Despite capturing everything, you aren't capturing enough. By doing that, you can pull things apart.

#include <cmath>
#include <iostream>
#include <string>
#include <vector>

auto make_report_deviation(int context_1, int context_2, int context_3) {
  return [=](std::string const &type) {
    std::cout << "Deviation in " << context_1 << " " << context_2 << " " << context_3 << " of type " << type << "." << std::endl;
  };
}

using ReportDeviation = std::function<void(std::string const&)>;

auto make_compare_and_replace(ReportDeviation report_deviation, double tolerance, std::string type) {
  return [=](double actual, double expected) {
    if (std::abs(actual - expected) > tolerance) {
      report_deviation(type);
    }
    return expected;
  }
}

As an aside, your compare_and_replace_multi is fairly similar to the BinaryOperation overload of std::transform.
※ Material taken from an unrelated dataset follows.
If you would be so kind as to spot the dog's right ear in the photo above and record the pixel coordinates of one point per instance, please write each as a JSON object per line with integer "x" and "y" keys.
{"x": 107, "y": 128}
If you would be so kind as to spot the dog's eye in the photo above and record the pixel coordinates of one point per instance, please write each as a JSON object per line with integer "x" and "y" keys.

void checkpoint(std::vector<double> &actual, std::vector<double> const &expected, ReportDeviation report_deviation) {
  auto compare_and_replace = make_compare_and_replace(report_deviation, 0.1, "Widget");
  std::transform(actual.begin(), actual.end(), expected.begin(), actual.begin(), compare_and_replace);
}

I'd also want to have some checking that expected.size() was at least actual.size()

1
  • Both observations are correct. 1) The lambdas can be improved by passing in the context, which makes them independent, and testable. 2) That using std::transform improves the code by moving from an explicit loop to a call into an algorithm that someone else, someone pretty reliable, tested exhaustively - so you know it's going to work. What's left for it is so trivial the testing of it is also trivial.